Watches like this make a great argument for why you need to have more than one watch. How could a singular timepiece style match how you feel all the time? Unless that is, you just don’t pay any attention to what you are wearing on your wrist. This Oris Chronoris watch is a perfect example of this fact. If I had one of these watches I would certainly find days when I couldn’t look at it, and other days when all I would want is to wear it. How is that possible?
It is like how art can function – meant to enhance how you feel or want to feel. The colorful look from 1970 is just not for all the time, but sometimes it is just what hits the spot. Sometimes you feel like being retro-nostalgic, other times the idea sounds terrible. The 70’s had a lot of odd watches, maybe not as many as today, but they certainly got weird when it came to shapes and colors. A few things from the era stuck though. Namely large sized cases and bold looks. You really didn’t have a lot of that before. In celebration of this era and Oris’ connection with motor sports is an interesting model, the Chronoris. Released last year, the Chronoris is a unique Oris watch, but one that also feels uniquely satisfying. For me, a lot of their stuff misses my tastes, but a watch like this I can stand behind (when I am in the mood that is).
There are two models of the Chronoris watch. Both are in the same tonneau style case with the integrated lugs, and the retro looking pushers. The polished edging on the case works nicely with the brushed surfaces. Oris also did a nice job with the watch hands that aren’t too thin – sometimes that was an issue in actual 70’s watches. The basic Chronoris model has just a 30 minute chronograph and the time (with date). This is a stripped down version of the Swiss ETA Valjoux 7750 automatic movement. Then you have another version with a Valjoux 7750, but this time it has been added to instead of stripped down. This more elaborate version has a GMT module on the 7750 movement inside of the watch. Interesting design feature where the subsidiary seconds dial is just nakedly placed over some of the concentric circles on the dial.
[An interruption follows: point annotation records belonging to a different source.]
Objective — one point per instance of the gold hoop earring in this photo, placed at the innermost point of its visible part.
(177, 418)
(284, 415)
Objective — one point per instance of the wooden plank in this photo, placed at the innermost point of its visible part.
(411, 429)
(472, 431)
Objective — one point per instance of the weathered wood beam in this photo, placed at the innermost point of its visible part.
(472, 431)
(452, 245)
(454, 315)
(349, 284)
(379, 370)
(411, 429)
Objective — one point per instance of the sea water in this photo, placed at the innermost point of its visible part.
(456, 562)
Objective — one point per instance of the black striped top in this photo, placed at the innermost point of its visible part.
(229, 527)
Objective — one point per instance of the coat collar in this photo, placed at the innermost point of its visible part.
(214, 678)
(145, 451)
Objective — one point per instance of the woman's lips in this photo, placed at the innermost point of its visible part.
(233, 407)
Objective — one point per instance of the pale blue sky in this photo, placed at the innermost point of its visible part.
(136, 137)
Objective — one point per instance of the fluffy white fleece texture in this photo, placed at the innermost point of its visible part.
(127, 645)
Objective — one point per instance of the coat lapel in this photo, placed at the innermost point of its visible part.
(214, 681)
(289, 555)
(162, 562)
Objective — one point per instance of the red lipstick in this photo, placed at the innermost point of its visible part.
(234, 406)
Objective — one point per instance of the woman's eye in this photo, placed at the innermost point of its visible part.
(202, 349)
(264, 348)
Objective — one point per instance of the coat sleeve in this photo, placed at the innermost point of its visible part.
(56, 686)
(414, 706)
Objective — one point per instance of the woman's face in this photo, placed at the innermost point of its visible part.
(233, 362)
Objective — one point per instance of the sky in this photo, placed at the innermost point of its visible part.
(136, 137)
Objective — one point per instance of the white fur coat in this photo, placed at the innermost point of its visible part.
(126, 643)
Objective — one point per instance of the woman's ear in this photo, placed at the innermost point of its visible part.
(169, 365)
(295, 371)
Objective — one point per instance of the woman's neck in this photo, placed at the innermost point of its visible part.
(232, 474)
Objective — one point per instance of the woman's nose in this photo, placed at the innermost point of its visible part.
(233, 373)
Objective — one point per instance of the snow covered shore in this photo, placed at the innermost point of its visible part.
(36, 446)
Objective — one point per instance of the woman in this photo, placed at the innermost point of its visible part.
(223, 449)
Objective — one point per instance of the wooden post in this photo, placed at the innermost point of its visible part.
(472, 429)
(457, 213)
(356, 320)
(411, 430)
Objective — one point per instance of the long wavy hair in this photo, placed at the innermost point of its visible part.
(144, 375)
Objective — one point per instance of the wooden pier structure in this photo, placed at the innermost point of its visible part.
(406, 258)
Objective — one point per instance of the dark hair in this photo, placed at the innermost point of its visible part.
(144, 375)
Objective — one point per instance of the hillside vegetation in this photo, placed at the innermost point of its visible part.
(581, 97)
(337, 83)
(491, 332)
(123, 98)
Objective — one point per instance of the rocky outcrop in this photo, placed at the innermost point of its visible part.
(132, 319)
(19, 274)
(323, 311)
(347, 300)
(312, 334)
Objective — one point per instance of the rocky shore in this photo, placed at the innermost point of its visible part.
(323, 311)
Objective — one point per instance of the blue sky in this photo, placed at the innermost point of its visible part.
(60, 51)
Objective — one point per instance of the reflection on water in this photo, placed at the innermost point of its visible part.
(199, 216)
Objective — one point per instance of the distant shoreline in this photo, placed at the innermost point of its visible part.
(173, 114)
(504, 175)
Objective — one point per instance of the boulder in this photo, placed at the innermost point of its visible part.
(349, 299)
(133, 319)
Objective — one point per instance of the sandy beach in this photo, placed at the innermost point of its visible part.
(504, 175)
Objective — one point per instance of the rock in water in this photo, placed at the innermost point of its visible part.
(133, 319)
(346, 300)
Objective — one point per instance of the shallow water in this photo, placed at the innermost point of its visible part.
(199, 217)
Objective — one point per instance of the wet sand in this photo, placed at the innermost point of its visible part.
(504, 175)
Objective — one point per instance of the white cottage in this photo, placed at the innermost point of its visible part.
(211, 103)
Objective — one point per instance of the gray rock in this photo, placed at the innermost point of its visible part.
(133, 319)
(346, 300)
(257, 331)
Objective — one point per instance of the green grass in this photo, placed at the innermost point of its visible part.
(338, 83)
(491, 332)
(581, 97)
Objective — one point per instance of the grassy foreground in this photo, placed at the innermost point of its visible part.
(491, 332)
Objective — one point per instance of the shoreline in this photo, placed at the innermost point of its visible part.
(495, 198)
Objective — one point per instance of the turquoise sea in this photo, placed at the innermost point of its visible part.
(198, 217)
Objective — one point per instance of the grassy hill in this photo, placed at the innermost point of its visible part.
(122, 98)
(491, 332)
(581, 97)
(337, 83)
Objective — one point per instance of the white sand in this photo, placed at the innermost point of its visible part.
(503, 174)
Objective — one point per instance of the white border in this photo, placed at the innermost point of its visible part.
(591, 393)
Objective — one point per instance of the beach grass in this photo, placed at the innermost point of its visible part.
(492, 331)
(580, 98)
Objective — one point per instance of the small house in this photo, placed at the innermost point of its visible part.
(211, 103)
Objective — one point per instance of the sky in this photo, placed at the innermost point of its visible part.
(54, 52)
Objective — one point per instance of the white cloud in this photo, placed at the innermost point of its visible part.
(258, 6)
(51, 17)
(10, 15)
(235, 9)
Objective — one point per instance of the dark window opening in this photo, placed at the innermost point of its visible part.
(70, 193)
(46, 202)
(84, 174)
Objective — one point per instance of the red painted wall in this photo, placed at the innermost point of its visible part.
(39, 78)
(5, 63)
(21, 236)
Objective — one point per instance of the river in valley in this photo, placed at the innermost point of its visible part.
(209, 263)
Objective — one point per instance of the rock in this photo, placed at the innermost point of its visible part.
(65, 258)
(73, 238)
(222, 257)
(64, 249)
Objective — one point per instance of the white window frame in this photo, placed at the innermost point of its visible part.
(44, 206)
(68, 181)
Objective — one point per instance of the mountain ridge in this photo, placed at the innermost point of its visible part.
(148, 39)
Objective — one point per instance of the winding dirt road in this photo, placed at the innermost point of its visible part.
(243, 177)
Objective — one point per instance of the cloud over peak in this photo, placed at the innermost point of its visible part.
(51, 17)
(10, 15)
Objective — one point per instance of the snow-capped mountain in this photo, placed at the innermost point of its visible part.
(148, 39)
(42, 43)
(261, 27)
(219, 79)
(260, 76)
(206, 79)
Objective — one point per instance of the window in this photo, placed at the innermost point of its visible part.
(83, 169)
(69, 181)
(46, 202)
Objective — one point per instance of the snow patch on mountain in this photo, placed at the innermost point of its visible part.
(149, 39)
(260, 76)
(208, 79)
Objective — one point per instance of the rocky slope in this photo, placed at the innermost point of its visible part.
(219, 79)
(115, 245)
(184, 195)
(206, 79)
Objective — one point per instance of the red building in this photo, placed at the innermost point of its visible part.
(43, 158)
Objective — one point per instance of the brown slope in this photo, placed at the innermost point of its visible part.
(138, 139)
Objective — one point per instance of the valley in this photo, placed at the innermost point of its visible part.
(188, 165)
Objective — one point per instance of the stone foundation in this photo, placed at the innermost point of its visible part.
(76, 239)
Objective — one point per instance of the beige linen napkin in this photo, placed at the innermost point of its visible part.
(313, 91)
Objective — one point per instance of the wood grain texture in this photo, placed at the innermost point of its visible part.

Further, while the dial might feel a bit busy and full of markers – they are actually all useful.
Other nice details include the round date windows for the black colors date disc, and the large carefully made crowns. You really can’t beat the perforated leather strap with the hint of color on the side for that real 70’s racing feeling. I can’t decide whether I am a bigger fan of the orange or green trim on the watches. Maybe the green? It is certainly more subdued than the orange. An interesting option is the rose gold version of the 42mm wide case, which is otherwise in steel. That takes a reasonably priced cool watch of $3-4k into a territory that I am not sure about. Why does it exist in my opinion? For 70s era enthusiasts who have reached the level of “I don’t buy anything but gold or platinum watches.”